Haddop - Introduction
Here we will focus how to install Hadoop on Windows 10 environment rather than its detail framework, but will cover brief definition.
The Apache Hadoop software library is a framework that allows for the distributed processing of large data sets across clusters of computers using simple programming models. It is designed to scale up from single servers to thousands of machines, each offering local computation and storage.
Rather than rely on hardware to deliver high-availability, the library itself is designed to detect and handle failures at the application layer, so delivering a highly-available service on top of a cluster of computers, each of which may be prone to failures.

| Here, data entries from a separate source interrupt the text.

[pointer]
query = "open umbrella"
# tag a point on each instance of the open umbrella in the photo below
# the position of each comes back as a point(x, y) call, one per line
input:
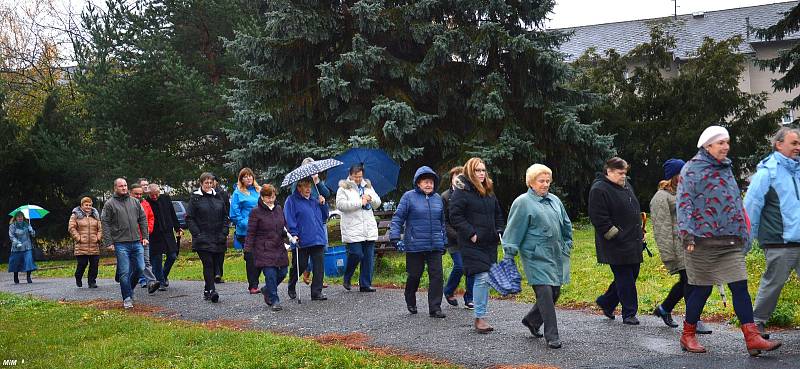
point(307, 170)
point(379, 168)
point(30, 211)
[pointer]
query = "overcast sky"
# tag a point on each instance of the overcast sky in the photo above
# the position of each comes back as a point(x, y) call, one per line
point(571, 13)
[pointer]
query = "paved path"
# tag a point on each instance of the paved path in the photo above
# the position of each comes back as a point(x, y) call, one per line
point(590, 340)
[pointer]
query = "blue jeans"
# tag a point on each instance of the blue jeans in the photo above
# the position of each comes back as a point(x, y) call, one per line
point(364, 253)
point(455, 278)
point(481, 294)
point(130, 265)
point(162, 272)
point(273, 276)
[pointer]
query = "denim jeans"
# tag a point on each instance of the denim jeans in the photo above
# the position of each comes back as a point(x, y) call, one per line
point(162, 271)
point(130, 265)
point(364, 253)
point(455, 278)
point(480, 292)
point(273, 276)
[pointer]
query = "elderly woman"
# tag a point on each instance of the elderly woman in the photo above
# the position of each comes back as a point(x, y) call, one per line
point(207, 218)
point(265, 240)
point(21, 235)
point(615, 214)
point(356, 199)
point(540, 231)
point(714, 230)
point(86, 230)
point(305, 219)
point(243, 201)
point(421, 214)
point(477, 217)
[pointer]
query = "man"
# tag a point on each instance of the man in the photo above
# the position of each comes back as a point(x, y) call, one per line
point(148, 278)
point(226, 200)
point(772, 202)
point(123, 218)
point(163, 239)
point(615, 214)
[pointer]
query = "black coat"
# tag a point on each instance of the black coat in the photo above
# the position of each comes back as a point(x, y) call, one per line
point(162, 240)
point(266, 236)
point(611, 205)
point(207, 221)
point(473, 214)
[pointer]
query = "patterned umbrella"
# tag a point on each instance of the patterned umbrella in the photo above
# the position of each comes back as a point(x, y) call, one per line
point(307, 170)
point(30, 211)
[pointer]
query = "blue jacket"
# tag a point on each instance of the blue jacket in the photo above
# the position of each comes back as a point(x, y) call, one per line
point(423, 218)
point(305, 218)
point(773, 200)
point(241, 205)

I went through Hadoop 2.8.0 version, though you can use any stable version.
Download Hadoop 2.8.0
Download Java JDK 1.8.0
Check either Java 1.8.0 is already installed on your system or not, using command prompt –
Java –version
If Java is not installed on your system, then first installs java under "D:\JAVA" or your preferred drive –
Extract file Hadoop 2.8.0.tar.gz or Hadoop-2.8.0.zip and place under "D:\Hadoop", you can use any preferred location –
[1] You will get again a tar file post extraction –
[2] Go inside of Hadoop-2.8.0.tar folder and extract again –
[3] Copy the leaf folder “hadoop-2.8.0” and move to the root folder "D:\Hadoop" and removed all other files and folders –
Set the path HADOOP_HOME and JAVA_HOME Environment variables (User Variables) on windows 10 –
This PC - > Right Click - > Properties - > Advanced System Settings - > Advanced - > Environment Variables
STEP - 3: Configure System variables
Next onward need to set some particulars System variables, including Hadoop bin directory and JAVA bin directory path –
Variable: Path
Value:
- D:\Hadoop\hadoop-2.8.0\bin
- D:\Hadoop\hadoop-2.8.0\sbin
- D:\Hadoop\hadoop-2.8.0\share\hadoop\common\*
- D:\Hadoop\hadoop-2.8.0\share\hadoop\hdfs
- D:\Hadoop\hadoop-2.8.0\share\hadoop\hdfs\lib\*
- D:\Hadoop\hadoop-2.8.0\share\hadoop\hdfs\*
- D:\Hadoop\hadoop-2.8.0\share\hadoop\yarn\lib\*
- D:\Hadoop\hadoop-2.8.0\share\hadoop\yarn\*
- D:\Hadoop\hadoop-2.8.0\share\hadoop\mapreduce\lib\*
- D:\Hadoop\hadoop-2.8.0\share\hadoop\mapreduce\*
- D:\Hadoop\hadoop-2.8.0\share\hadoop\common\lib\*
- D:\Java\jdk1.8.0_171\bin
- Create some dedicated folders -
- Create folder "data" under "D:\Hadoop\hadoop-2.8.0".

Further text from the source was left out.